Levi spotted a bar twenty steps ahead, and he didn’t even stop to think—he ran. The bartender shouted as Levi jumped over the counter and grabbed two double handles of absinthe. He charged at Levi, but Levi was already leaping back over the bar and heading for the pit. Levi yanked open the lids and poured the alcohol all over the straw-covered ground of the ring. The referee whistled, but he ignored him. When Levi snapped his fingers, a spark flew out and ignited half the pit.

Levi jumped. He hit the ground and fell into the flames, but as he rolled out into the dirt, the fire on his clothes extinguished. Jac lay on the ground, deathly still. His opponent stared at the inferno with wide eyes, and the crowd above scattered and charged toward the stairs.

Levi grabbed the opponent and twisted him around. The man must’ve recognized Levi from Scrap Market, because he grunted when their eyes met.

“Tell Torren that if he lays a hand on Jac,” Levi snarled, “I’ll burn the flesh off his bones.”

Dangerous words to say to a Torren. It was the sort of thing any of the Torren cousins would take pleasure in doing to him.

Levi pulled the gun from his pocket. Before he could aim it and make a proper threat, someone else’s bullet hit the man between the eyes.
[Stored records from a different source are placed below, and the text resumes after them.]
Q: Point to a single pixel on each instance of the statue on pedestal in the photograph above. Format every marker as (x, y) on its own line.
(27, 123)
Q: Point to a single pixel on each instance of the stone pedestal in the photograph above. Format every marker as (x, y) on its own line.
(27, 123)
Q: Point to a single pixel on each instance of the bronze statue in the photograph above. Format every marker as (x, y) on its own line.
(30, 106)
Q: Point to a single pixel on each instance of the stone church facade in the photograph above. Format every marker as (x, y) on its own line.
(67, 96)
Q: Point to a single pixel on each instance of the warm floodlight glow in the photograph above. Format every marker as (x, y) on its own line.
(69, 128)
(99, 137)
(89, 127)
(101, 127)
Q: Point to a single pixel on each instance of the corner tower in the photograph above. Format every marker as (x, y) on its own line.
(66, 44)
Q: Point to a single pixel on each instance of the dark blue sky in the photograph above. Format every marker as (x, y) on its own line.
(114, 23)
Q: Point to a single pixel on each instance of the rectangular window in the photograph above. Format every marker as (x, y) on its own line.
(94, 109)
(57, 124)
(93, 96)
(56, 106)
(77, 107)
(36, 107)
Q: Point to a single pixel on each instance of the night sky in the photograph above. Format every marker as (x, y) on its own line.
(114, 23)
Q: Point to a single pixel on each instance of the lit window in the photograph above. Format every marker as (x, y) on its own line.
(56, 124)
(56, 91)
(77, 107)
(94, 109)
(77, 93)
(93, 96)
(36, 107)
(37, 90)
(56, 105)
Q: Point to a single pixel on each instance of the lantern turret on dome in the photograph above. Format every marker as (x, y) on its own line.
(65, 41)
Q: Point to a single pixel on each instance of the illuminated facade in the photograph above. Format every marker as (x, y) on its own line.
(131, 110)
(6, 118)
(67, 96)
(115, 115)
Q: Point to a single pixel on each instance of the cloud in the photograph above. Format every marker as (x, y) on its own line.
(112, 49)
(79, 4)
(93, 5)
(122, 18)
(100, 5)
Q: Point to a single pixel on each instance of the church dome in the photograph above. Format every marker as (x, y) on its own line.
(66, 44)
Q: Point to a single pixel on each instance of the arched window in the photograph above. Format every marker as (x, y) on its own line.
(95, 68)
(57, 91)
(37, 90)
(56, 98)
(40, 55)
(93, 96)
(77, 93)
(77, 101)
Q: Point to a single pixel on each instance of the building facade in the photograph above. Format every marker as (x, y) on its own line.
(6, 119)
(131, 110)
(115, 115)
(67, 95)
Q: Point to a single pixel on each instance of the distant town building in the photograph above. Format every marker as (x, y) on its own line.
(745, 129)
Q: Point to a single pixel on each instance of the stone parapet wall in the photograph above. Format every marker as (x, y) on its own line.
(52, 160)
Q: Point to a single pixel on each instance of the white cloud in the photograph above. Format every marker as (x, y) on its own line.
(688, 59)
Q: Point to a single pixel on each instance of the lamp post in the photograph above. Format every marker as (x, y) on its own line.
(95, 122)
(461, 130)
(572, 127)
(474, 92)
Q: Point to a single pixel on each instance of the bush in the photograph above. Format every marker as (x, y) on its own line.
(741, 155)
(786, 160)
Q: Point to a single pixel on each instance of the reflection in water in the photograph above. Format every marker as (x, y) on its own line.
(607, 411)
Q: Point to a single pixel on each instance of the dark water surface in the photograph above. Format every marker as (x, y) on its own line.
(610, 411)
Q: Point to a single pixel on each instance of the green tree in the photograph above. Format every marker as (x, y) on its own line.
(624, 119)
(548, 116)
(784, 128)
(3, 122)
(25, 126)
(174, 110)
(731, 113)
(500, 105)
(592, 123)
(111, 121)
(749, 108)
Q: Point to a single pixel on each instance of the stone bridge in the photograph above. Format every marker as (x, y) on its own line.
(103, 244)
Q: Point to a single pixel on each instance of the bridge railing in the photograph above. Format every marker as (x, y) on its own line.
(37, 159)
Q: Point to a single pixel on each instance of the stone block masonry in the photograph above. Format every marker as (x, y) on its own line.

The man wavered for a moment, blood trickling down his brow bone, nose and lips, and then he collapsed at Levi’s feet.

Above them, Jonas pocketed his pistol and motioned for Levi to hurry. No time to be fazed by the man shot two feet in front of him, Levi picked up Jac—the fire was gaining, and even if it wouldn’t hurt Levi, it would burn Jac—and carried him to the edge of the ring. Jonas grabbed Jac’s arm over the barrier and hoisted him over.